Словно со стороны увидела себя, сидящую, сгорбившись, на кровати; увидела свои колени, бессильно брошенные руки, увидела все свое тело, уже расплывающееся, но все еще крепко сбитое, крутое, как хорошо промешанное тесто, рабочее. Голова кружилась и ныла, и она будто сверху видела свой склоненный затылок, темные волосы, шею с хрустальной низкой.

Где Петр? Где сынок мой?.. Опасность! Что они делают?.. Степан в тюрьме. Зачем он в тюрьме? Где Петр? Я ничего не знаю. Не понимаю. Боже, возьми от меня эту боль!..

Она обняла обеими руками голову. Закачалась взад-вперед. Встала. Пружины звякнули. Она бездумно выдвинула ящик тумбочки. Она не поняла, зачем она это сделала, рука сама сделала.

И она — увидела. В ящике лежал пистолет.

Нет, нет, это просто так, это игрушка...

Она медленно протянула руку и взяла пистолет. Он был холодный и тяжелый. Она еле подняла его. Положила к себе на колени. Смотрела на него. Не думая ничего, смотрела.

Потом пришли мысли, туманные, плывущие сквозь невыносимую боль.

Он настоящий. Да, да, конечно, настоящий. Это понятно, ведь он такой тяжелый.

И что? Это и есть тот самый пистолет, о котором судья говорил? Да, он. Так и есть. Это он. Значит, все правда. Все правда, а я дура! И мой сын — убийца. Или пока еще нет?

Пистолет... Красивый. Мальцу хорошо, приятно держать его в ладони. Пальцы сжимать на рукоятке. Вот так сжать. И правда, приятно. Ты держишь смерть в руке. Чужую смерть. Или — свою?.. Не все ли равно? Главное — держишь.

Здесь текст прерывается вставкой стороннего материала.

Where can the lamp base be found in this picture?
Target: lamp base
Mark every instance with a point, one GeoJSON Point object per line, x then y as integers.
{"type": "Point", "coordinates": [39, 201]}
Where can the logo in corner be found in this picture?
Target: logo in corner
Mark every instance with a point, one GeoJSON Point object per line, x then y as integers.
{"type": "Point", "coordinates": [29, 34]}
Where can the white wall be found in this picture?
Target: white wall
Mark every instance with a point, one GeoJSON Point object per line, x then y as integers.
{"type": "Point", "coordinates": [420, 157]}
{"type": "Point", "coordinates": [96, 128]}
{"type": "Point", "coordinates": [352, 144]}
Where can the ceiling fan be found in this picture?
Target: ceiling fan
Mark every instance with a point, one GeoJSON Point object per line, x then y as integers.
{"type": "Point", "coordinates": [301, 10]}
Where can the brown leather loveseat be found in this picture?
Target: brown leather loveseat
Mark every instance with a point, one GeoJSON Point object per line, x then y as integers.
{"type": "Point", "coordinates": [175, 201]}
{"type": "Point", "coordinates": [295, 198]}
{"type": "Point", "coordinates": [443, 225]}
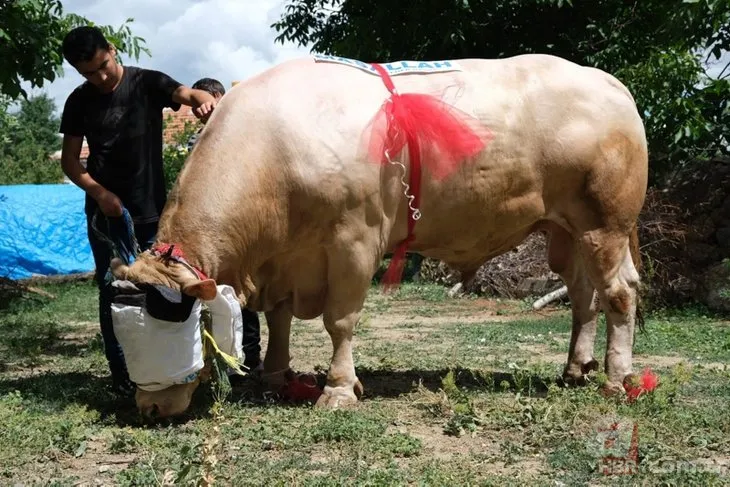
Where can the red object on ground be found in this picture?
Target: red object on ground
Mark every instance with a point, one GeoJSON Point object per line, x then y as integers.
{"type": "Point", "coordinates": [636, 386]}
{"type": "Point", "coordinates": [438, 135]}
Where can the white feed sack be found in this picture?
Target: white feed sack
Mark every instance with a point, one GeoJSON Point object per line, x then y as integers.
{"type": "Point", "coordinates": [162, 353]}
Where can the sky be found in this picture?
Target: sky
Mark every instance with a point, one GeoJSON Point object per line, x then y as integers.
{"type": "Point", "coordinates": [229, 40]}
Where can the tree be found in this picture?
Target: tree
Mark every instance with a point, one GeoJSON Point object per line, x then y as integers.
{"type": "Point", "coordinates": [654, 46]}
{"type": "Point", "coordinates": [31, 34]}
{"type": "Point", "coordinates": [27, 139]}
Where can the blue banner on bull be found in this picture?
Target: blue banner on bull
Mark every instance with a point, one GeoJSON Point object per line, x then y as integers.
{"type": "Point", "coordinates": [43, 231]}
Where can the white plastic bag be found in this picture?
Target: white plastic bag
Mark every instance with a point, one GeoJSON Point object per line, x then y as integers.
{"type": "Point", "coordinates": [158, 353]}
{"type": "Point", "coordinates": [227, 321]}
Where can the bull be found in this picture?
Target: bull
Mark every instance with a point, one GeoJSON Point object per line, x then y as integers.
{"type": "Point", "coordinates": [280, 201]}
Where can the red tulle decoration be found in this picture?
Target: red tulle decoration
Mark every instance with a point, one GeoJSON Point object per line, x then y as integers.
{"type": "Point", "coordinates": [636, 386]}
{"type": "Point", "coordinates": [438, 135]}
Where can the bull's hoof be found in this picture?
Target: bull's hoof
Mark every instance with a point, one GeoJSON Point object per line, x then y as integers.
{"type": "Point", "coordinates": [577, 375]}
{"type": "Point", "coordinates": [338, 397]}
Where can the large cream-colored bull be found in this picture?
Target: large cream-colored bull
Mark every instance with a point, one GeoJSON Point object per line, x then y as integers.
{"type": "Point", "coordinates": [279, 201]}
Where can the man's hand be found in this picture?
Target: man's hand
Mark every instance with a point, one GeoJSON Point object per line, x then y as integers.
{"type": "Point", "coordinates": [204, 110]}
{"type": "Point", "coordinates": [109, 203]}
{"type": "Point", "coordinates": [202, 102]}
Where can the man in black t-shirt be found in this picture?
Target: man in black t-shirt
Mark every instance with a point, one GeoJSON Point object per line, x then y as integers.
{"type": "Point", "coordinates": [119, 111]}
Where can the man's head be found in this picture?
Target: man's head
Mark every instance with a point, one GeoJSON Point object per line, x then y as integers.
{"type": "Point", "coordinates": [87, 50]}
{"type": "Point", "coordinates": [212, 86]}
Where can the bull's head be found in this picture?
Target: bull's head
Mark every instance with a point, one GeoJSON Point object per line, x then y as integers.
{"type": "Point", "coordinates": [154, 271]}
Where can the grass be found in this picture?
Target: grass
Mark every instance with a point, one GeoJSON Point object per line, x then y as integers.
{"type": "Point", "coordinates": [457, 392]}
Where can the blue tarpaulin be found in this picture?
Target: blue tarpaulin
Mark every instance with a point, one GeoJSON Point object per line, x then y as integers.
{"type": "Point", "coordinates": [43, 231]}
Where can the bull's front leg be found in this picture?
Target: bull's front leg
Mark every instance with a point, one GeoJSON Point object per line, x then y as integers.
{"type": "Point", "coordinates": [351, 270]}
{"type": "Point", "coordinates": [343, 387]}
{"type": "Point", "coordinates": [276, 361]}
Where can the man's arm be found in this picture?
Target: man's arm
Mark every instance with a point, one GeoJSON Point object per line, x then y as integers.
{"type": "Point", "coordinates": [109, 203]}
{"type": "Point", "coordinates": [202, 102]}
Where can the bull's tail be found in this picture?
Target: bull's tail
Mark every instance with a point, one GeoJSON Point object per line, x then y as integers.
{"type": "Point", "coordinates": [636, 258]}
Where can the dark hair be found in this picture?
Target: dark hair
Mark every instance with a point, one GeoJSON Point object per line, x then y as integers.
{"type": "Point", "coordinates": [212, 86]}
{"type": "Point", "coordinates": [82, 43]}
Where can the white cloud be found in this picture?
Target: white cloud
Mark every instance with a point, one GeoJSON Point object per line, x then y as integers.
{"type": "Point", "coordinates": [230, 40]}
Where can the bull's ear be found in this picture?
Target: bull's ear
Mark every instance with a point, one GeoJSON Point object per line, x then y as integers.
{"type": "Point", "coordinates": [205, 290]}
{"type": "Point", "coordinates": [119, 269]}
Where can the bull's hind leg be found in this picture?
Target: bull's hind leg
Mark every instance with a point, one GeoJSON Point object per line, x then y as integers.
{"type": "Point", "coordinates": [565, 260]}
{"type": "Point", "coordinates": [610, 267]}
{"type": "Point", "coordinates": [351, 267]}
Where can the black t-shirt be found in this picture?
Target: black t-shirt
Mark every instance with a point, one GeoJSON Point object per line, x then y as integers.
{"type": "Point", "coordinates": [124, 132]}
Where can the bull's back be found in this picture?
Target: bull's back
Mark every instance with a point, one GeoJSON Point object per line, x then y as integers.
{"type": "Point", "coordinates": [303, 124]}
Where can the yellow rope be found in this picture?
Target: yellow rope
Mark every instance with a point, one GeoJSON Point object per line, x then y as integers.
{"type": "Point", "coordinates": [231, 361]}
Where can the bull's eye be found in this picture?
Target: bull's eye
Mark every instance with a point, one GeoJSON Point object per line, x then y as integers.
{"type": "Point", "coordinates": [166, 304]}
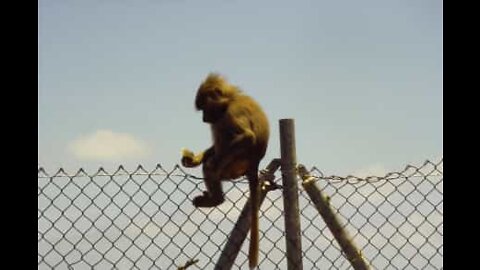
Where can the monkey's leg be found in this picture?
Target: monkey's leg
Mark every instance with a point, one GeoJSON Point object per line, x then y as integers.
{"type": "Point", "coordinates": [214, 194]}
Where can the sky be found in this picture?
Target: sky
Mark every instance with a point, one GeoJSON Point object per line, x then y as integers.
{"type": "Point", "coordinates": [361, 79]}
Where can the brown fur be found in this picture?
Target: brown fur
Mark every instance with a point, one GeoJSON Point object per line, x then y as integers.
{"type": "Point", "coordinates": [240, 131]}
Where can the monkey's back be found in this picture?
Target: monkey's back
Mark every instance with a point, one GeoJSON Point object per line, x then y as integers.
{"type": "Point", "coordinates": [246, 106]}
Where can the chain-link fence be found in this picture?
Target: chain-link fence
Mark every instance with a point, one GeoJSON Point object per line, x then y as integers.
{"type": "Point", "coordinates": [145, 220]}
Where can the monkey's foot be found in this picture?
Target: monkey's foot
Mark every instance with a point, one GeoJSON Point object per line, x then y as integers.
{"type": "Point", "coordinates": [188, 159]}
{"type": "Point", "coordinates": [206, 200]}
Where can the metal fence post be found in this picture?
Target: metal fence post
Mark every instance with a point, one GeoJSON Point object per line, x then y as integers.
{"type": "Point", "coordinates": [290, 194]}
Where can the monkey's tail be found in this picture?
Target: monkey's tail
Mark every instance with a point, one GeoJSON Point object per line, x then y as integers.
{"type": "Point", "coordinates": [255, 190]}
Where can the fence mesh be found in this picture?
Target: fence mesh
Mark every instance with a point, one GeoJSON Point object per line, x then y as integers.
{"type": "Point", "coordinates": [145, 220]}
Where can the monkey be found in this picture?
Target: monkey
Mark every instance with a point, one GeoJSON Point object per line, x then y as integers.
{"type": "Point", "coordinates": [240, 134]}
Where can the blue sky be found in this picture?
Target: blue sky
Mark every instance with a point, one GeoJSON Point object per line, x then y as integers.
{"type": "Point", "coordinates": [362, 79]}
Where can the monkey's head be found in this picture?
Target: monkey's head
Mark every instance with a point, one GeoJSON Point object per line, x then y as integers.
{"type": "Point", "coordinates": [213, 97]}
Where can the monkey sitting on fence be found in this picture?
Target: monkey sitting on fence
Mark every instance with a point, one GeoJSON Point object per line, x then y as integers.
{"type": "Point", "coordinates": [240, 132]}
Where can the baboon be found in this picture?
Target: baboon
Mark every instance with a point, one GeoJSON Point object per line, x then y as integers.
{"type": "Point", "coordinates": [240, 132]}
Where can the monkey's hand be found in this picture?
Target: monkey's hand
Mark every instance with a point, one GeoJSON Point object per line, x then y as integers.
{"type": "Point", "coordinates": [189, 159]}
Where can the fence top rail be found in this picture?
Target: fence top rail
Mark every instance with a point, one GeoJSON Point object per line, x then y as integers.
{"type": "Point", "coordinates": [428, 168]}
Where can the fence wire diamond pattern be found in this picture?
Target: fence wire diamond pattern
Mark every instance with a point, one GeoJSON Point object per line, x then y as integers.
{"type": "Point", "coordinates": [145, 220]}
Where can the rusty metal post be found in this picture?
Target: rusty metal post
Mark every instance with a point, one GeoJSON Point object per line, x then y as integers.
{"type": "Point", "coordinates": [290, 194]}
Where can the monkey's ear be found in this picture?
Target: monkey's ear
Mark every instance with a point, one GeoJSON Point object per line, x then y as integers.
{"type": "Point", "coordinates": [217, 92]}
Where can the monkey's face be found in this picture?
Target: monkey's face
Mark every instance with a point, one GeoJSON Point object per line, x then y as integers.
{"type": "Point", "coordinates": [212, 102]}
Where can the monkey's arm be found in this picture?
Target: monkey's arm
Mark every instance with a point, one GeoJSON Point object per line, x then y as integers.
{"type": "Point", "coordinates": [189, 159]}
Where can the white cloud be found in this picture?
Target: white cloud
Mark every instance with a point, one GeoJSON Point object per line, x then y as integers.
{"type": "Point", "coordinates": [107, 145]}
{"type": "Point", "coordinates": [372, 170]}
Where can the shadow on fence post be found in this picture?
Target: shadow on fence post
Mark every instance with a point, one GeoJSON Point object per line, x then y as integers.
{"type": "Point", "coordinates": [290, 194]}
{"type": "Point", "coordinates": [322, 204]}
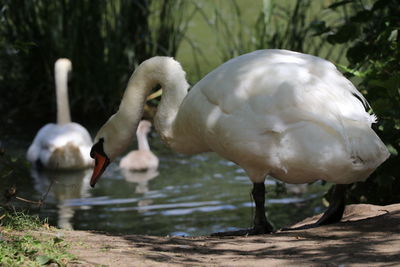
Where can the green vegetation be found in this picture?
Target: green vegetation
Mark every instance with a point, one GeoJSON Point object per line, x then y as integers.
{"type": "Point", "coordinates": [107, 39]}
{"type": "Point", "coordinates": [372, 35]}
{"type": "Point", "coordinates": [17, 249]}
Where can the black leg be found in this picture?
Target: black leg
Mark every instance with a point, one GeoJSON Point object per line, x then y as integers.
{"type": "Point", "coordinates": [334, 213]}
{"type": "Point", "coordinates": [261, 224]}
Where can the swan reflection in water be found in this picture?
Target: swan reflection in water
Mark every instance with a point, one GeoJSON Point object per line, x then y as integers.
{"type": "Point", "coordinates": [62, 187]}
{"type": "Point", "coordinates": [142, 179]}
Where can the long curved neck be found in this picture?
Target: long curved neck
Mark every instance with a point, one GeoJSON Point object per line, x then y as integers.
{"type": "Point", "coordinates": [61, 79]}
{"type": "Point", "coordinates": [143, 144]}
{"type": "Point", "coordinates": [164, 71]}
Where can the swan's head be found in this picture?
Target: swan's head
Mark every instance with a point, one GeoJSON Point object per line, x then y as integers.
{"type": "Point", "coordinates": [63, 65]}
{"type": "Point", "coordinates": [111, 140]}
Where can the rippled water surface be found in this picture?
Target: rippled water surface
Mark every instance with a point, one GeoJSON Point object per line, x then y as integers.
{"type": "Point", "coordinates": [188, 195]}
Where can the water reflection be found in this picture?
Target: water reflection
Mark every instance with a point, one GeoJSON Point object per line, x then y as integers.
{"type": "Point", "coordinates": [187, 195]}
{"type": "Point", "coordinates": [141, 179]}
{"type": "Point", "coordinates": [59, 188]}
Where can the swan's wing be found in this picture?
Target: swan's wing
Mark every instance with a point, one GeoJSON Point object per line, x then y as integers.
{"type": "Point", "coordinates": [259, 100]}
{"type": "Point", "coordinates": [53, 136]}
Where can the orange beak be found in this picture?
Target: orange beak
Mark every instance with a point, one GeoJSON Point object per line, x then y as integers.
{"type": "Point", "coordinates": [101, 163]}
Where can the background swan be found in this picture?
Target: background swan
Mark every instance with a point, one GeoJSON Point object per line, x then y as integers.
{"type": "Point", "coordinates": [65, 145]}
{"type": "Point", "coordinates": [141, 159]}
{"type": "Point", "coordinates": [273, 112]}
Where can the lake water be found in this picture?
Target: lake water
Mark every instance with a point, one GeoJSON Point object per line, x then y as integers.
{"type": "Point", "coordinates": [188, 195]}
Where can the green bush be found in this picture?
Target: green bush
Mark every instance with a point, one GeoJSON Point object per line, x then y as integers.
{"type": "Point", "coordinates": [105, 40]}
{"type": "Point", "coordinates": [373, 35]}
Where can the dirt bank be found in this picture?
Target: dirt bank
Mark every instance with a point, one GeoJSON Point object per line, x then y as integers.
{"type": "Point", "coordinates": [367, 236]}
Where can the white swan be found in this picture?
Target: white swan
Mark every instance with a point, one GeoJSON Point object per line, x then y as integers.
{"type": "Point", "coordinates": [141, 159]}
{"type": "Point", "coordinates": [65, 145]}
{"type": "Point", "coordinates": [273, 112]}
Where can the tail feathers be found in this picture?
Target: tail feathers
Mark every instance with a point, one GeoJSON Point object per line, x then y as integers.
{"type": "Point", "coordinates": [366, 148]}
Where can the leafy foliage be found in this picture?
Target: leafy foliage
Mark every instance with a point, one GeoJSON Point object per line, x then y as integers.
{"type": "Point", "coordinates": [373, 33]}
{"type": "Point", "coordinates": [18, 249]}
{"type": "Point", "coordinates": [104, 39]}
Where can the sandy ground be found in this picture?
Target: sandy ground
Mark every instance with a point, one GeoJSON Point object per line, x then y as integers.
{"type": "Point", "coordinates": [367, 236]}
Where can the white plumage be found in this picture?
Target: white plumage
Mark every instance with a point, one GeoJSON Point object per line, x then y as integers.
{"type": "Point", "coordinates": [65, 145]}
{"type": "Point", "coordinates": [143, 158]}
{"type": "Point", "coordinates": [277, 112]}
{"type": "Point", "coordinates": [273, 112]}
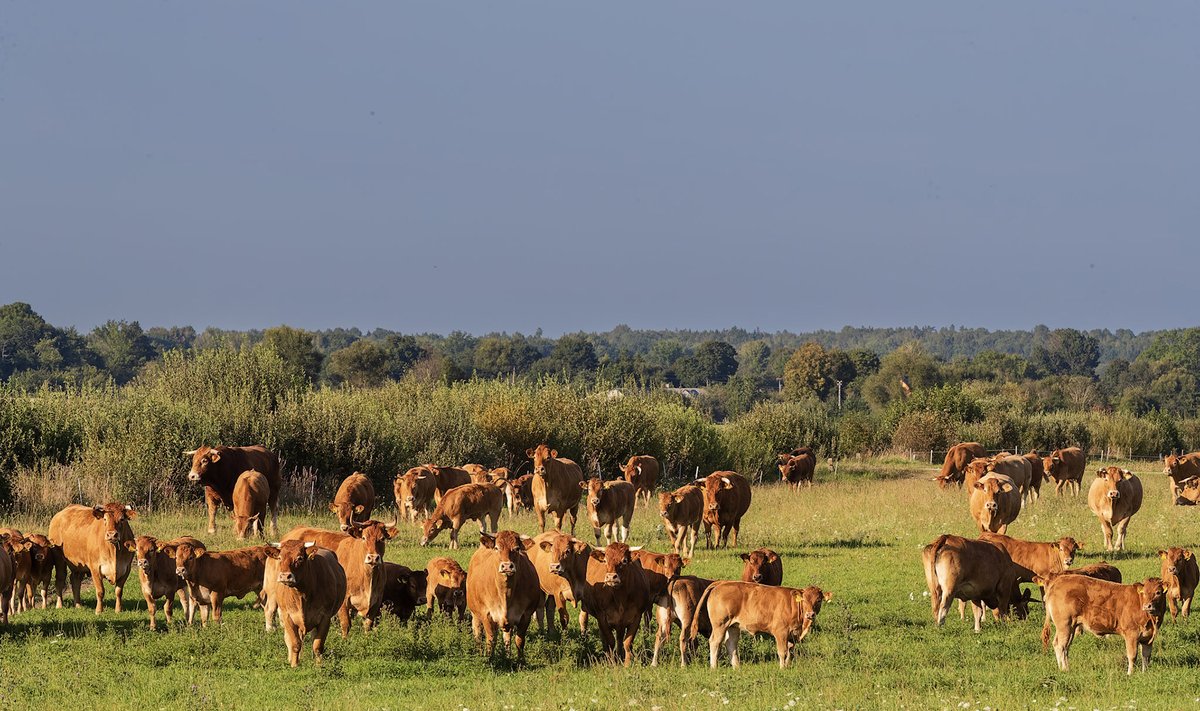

Пистолет. Оружие. У меня в руке — оружие. И что дальше?.. Как голова болит. Думать. Думать дальше. Выше лететь. Не обрывать... веревку. Пистолет у меня, и что? Как что? Теперь я могу пойти с ним... Ну, куда, куда пойти? Боже, отними у меня мою боль.

А никуда не пойти. Никуда. С ним я могу только — уйти. Куда?

Не лукавь сама с собой. Говори себе правду. Куда, куда?..

Туда.

Туда, откуда не возвращаются.

Она поразилась красоте и простоте этой мысли.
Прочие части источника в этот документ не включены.